Torino: tutte le rivoluzioni di Alfredo Jaar. Alla Fondazione Merz

11 Novembre 2013


Si raggiunge lo spazio espositivo. Si passano le operazioni di biglietteria. Si indossano goffe galosce di tessuto, sacchi che ricordano quelli usati dalla polizia scientifica per non inquinare la scena di un crimine. Si entra nella grande sala principale, un tempo centrale termica delle Officine Lancia, oggi riconvertita a preziosa piattaforma per le arti contemporanee. E lo shock è assicurato. Perché Alfredo Jaar porta in scena fino ai primi di febbraio, alla Fondazione Merz di Torino, la sua idea di rivoluzione.

Milioni di schegge di vetro e frammenti di specchio coprono il pavimento, distesa di  fragili macerie che crepitano sotto i passi pesanti di un pubblico stranito, costretto ad una dolorosa e faticosa via crucis interiore. Perché il percorso indotto dall’artista cileno è di struggente intimità: invita alla riflessione, parola chiave dell’intera mostra, sul concetto di reazione e ribellione all’ineluttabile scorrere degli eventi. Nostalgica cartolina da un passato che ha visto la coscienza collettiva esplodere in una miriade di cieche individualità.

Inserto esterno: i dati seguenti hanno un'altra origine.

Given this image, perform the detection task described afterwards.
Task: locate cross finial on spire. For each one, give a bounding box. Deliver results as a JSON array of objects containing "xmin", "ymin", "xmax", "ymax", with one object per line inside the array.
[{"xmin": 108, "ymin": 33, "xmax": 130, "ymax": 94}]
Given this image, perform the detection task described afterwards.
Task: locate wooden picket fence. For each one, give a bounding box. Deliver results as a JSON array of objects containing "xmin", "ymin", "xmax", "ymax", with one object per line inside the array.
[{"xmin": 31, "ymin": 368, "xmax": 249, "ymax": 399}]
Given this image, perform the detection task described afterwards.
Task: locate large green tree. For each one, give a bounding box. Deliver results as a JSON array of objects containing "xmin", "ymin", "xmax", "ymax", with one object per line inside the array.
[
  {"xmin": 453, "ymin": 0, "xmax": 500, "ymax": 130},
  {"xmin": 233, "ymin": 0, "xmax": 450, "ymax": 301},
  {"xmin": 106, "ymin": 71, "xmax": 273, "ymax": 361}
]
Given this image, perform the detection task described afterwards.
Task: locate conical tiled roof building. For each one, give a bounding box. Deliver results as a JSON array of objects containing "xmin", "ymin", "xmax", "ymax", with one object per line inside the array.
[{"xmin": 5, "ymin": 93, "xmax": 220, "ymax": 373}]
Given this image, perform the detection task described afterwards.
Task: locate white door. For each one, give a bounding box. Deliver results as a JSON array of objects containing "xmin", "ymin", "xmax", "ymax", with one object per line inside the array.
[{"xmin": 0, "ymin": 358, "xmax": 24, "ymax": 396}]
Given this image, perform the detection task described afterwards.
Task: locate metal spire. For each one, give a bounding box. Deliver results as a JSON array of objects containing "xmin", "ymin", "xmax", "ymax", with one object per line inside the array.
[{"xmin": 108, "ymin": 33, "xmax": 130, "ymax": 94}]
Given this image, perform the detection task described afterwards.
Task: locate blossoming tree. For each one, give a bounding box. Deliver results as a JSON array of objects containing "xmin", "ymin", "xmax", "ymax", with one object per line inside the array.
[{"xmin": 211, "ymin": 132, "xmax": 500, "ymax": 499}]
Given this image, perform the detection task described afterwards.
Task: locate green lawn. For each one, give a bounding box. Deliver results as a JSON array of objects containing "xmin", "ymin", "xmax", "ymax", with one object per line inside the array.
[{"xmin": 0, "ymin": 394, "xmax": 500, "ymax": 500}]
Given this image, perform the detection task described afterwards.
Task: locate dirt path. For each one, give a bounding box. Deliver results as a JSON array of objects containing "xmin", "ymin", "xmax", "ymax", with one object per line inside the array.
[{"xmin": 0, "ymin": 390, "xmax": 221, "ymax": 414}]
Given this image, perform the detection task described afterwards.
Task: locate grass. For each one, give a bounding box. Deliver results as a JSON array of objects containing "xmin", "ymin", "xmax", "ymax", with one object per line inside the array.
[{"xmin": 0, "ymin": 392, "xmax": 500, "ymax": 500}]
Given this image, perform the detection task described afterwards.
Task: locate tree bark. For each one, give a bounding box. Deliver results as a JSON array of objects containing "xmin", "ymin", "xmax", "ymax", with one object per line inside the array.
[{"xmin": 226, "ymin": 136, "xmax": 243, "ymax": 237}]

Esaurito quello che, a tutti gli effetti, risulta come un passaggio di purificazione ideologica dell’anima, si affrontano le circa sessanta opere che documentano la lunga indagine condotta da Jaar – egli stesso attivista ai tempi della dittatura di Pinochet – sul tema della rivoluzione. Partendo dall’omaggio a figure che spaziano da Antonio Gramsci a Pier Paolo Pasolini, e arrivando ad un dialogo intenso con le opere di altri artisti, quasi Jaar vestisse in questa occasione anche i panni del curatore.

Compaiono tra le sue opere anche quelle di Alighiero Boetti, Yoko Ono, Joseph Kosuth; fino ad arrivare alle celebri bottiglie di Coca Cola di Cildo Meireles: apparentemente ingenue e rassicuranti, in realtà minacciose in quel Yankees Go Home!  stampigliato in maniera mimetica tra gli ingredienti. Infine il saluto all’ideale padrone di casa dello spazio. Recita Sciopero generale azione politica relativa proclamata relativamente all’arte  la grande scritta al neon realizzata da Mario Merz nel 1970: ruotata oggi da Jaar in modo da essere illeggibile. Salvo specchiarsi, e dunque tornare comprensibile, in una nera patina oleosa; rinnovata presa di coscienza di un senso di lotta, protesta e azione.